CL: Tim took things out as he was shooting-rather than take it out in the cutting room-just based on his instincts, his feeling for the material as he was shooting. That helped a lot; otherwise we would have had to take a lot of it out later [in the cutting room].
MM: For you, is there such a thing as too much coverage?
CL: Coverage is great: it makes for a long first cut and it complicates the editing process, but in the end the movies are better. Of course it all depends on the director: Michael Bay gets unbelievable coverage, and all of us are only as good as the material we get. [Bay] shoots so much great stuff that it's hard in a way to figure out what you want to take out. It's hard for him, as well. Yet Tim Burton, for example, has a very clear idea of what the result is, so those movies come together a little easier, but there are fewer possibilities for making changes to the story.
MM: Does cutting something like Ed Wood require a different approach from you than a film like Con Air?
CL: No, because I'm always just responding to the material. It's great for me. For example, Pearl Harbor was fabulous because I could work with some incredible battle footage one day then the next day do some romantic love scene. Normally, you don't get that in one movie. [You might not] even get it in consecutive years.
MM: Do you ever go on the set?
CL: I do, but not very often. For one thing, it takes away from time dedicated to my job.
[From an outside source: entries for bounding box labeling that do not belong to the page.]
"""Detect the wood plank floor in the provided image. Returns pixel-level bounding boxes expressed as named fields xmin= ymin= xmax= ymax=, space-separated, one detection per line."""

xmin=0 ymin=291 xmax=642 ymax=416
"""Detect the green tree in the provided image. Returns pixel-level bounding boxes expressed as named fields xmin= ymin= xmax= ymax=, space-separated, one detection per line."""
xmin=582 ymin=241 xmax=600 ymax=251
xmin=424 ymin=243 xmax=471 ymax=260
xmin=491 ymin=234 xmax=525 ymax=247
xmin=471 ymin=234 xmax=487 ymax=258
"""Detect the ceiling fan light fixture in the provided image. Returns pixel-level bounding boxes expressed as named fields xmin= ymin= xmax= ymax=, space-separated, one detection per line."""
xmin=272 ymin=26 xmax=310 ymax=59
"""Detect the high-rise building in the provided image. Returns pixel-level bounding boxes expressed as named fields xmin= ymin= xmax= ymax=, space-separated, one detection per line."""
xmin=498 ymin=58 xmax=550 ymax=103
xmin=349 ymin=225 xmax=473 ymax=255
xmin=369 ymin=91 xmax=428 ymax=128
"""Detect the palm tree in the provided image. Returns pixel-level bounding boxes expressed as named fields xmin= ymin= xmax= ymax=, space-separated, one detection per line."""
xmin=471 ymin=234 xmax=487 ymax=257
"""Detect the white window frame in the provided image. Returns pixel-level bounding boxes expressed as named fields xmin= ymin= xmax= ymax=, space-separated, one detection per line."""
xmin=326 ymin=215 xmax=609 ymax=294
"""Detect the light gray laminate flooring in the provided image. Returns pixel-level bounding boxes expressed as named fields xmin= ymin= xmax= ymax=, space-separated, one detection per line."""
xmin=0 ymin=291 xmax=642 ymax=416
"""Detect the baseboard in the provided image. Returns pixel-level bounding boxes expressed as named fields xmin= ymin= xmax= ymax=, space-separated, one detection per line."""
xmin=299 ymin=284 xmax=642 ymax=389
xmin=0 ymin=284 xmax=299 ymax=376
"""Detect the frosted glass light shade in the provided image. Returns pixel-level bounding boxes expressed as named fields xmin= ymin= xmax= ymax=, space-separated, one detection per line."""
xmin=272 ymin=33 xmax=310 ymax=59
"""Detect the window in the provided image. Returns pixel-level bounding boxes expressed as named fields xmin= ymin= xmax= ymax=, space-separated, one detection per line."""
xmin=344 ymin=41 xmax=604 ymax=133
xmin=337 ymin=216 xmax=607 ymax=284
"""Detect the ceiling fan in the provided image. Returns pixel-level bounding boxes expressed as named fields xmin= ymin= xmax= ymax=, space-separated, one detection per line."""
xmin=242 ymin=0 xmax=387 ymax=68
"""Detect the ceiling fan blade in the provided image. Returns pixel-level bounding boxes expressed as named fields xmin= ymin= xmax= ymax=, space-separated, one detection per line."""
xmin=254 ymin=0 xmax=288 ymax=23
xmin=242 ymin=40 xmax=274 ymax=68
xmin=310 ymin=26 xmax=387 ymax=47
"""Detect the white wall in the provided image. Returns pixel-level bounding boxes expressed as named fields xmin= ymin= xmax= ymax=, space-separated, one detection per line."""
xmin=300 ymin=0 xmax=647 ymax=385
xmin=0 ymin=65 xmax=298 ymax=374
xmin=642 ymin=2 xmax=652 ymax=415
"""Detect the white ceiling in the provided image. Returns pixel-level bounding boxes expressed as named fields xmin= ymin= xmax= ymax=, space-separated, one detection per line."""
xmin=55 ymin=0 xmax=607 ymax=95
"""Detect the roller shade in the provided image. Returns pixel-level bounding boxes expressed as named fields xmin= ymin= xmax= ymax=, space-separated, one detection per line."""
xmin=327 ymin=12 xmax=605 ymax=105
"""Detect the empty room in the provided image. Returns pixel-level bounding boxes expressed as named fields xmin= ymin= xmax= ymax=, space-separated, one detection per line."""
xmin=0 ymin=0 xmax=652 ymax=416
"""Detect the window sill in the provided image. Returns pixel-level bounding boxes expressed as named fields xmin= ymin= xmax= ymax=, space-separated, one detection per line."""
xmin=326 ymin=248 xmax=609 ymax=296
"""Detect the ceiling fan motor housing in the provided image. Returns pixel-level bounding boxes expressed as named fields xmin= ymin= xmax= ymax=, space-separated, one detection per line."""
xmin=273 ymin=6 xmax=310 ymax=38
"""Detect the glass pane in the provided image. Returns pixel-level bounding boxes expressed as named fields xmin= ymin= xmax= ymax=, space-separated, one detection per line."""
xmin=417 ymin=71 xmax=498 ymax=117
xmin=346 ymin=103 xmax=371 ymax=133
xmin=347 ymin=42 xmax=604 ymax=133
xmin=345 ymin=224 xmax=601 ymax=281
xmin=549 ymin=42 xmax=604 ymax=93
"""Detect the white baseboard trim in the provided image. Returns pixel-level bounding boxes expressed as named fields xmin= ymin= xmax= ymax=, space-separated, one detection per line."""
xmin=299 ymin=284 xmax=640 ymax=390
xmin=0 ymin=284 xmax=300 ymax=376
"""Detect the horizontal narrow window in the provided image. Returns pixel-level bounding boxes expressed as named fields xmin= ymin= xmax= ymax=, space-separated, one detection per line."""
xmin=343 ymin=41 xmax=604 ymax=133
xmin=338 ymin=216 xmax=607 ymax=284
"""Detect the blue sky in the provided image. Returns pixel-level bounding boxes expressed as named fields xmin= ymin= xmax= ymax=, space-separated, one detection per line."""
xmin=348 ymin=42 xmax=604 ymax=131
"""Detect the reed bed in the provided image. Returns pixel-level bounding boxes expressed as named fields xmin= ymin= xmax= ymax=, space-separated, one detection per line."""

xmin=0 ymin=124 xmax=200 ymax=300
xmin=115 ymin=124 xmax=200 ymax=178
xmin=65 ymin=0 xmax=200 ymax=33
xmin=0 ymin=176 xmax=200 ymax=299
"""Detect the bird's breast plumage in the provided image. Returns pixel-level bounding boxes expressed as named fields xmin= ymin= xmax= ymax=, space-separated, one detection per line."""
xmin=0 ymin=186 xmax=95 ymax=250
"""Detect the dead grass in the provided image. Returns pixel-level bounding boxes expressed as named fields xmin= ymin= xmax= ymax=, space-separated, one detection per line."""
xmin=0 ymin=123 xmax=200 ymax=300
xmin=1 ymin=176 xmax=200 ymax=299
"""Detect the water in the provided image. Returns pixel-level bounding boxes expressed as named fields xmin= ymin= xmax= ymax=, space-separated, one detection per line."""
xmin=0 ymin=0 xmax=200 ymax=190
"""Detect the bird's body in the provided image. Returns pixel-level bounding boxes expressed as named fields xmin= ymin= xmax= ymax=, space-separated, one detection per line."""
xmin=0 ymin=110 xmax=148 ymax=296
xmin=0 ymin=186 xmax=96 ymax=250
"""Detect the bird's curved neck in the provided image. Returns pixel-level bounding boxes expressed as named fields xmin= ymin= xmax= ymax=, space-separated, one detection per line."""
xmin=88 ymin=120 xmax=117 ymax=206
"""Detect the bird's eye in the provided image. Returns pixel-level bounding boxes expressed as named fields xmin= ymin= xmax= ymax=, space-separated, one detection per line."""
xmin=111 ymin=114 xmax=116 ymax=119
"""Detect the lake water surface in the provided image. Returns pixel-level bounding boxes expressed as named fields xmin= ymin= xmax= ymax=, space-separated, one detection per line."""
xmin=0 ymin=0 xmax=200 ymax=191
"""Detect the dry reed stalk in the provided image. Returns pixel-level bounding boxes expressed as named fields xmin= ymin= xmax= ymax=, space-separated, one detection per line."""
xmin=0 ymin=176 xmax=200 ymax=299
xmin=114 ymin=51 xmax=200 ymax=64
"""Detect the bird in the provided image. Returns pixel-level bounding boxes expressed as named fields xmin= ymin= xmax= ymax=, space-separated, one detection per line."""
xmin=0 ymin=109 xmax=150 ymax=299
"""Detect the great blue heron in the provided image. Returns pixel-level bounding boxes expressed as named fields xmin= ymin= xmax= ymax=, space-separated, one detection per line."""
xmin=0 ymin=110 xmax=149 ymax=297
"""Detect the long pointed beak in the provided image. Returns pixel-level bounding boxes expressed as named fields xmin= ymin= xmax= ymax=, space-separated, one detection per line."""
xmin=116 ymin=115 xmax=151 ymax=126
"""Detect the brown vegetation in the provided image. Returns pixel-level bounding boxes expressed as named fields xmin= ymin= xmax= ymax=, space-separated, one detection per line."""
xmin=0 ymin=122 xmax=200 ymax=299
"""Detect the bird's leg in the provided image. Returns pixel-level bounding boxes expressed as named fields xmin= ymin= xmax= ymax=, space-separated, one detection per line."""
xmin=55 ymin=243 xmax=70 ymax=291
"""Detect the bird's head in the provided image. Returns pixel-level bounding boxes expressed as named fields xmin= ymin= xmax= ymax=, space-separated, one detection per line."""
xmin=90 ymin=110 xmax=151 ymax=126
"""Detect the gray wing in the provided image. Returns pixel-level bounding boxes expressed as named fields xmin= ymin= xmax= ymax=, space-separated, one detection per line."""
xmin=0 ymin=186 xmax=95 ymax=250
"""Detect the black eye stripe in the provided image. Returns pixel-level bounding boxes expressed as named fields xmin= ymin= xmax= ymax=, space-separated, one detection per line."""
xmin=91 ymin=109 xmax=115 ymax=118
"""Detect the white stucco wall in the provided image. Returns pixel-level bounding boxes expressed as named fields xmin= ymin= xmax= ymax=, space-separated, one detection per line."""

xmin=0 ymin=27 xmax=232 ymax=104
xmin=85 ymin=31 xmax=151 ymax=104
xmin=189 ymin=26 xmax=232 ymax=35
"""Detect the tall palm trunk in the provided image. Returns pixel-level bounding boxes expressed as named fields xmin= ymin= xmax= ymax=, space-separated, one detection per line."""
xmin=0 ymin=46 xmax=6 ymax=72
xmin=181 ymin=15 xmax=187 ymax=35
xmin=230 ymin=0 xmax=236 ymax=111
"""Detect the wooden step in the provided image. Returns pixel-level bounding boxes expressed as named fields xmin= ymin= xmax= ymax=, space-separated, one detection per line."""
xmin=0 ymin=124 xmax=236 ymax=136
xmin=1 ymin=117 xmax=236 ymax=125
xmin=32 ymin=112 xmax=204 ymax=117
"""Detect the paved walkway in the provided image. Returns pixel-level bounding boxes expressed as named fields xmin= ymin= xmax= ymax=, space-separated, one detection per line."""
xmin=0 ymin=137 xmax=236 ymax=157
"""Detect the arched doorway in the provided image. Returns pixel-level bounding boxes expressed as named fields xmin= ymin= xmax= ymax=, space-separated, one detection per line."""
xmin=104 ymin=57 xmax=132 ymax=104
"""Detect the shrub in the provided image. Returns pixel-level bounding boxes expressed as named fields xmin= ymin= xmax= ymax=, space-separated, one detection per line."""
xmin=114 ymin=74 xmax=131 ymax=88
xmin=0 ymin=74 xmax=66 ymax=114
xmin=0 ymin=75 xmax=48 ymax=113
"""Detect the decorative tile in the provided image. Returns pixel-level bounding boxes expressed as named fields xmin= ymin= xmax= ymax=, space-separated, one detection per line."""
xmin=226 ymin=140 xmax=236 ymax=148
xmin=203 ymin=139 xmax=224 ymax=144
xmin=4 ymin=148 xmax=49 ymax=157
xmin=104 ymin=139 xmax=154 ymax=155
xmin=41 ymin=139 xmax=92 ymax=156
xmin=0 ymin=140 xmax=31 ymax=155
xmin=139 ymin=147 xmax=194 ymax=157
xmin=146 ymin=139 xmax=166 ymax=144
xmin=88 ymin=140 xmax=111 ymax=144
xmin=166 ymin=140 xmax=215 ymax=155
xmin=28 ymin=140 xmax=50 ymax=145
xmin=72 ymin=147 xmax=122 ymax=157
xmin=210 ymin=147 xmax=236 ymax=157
It's fun to see something shot and then to see how it's translated onto film, but people ask me questions when I'm on the set that I don't really want to have to answer, like: 'What does this look like?' or 'How did such and such a shot turn out?'
MM: So it doesn't help your job to see how something was shot?
CL: No, I leave that to the directors. They use their memory and say, 'I remember a better take.' They make that translation. It's better for me to just hammer away at it in on the Avid.
MM: How do you keep track of the big picture when you're cutting?
CL: Well, that's the trick-it's hard. That comes in later, when it's all together, or sometimes halfway through when you start to see that maybe this character is about this, or you start to ask: 'Why is this one doing this?'
MM: Are you ever surprised by the results of your work?
CL: I never know how this stuff is going to be received. All I do is try to make things clear for the audience, because that's the way I am in life: I like things presented in a simple, direct way. And I think that's how audiences feel when they're sitting in their seats: they don't know where the film is taking them and they don't have to be told everything every step of the way, but they do need some guidance. We do that in [the editing room]-we help them along.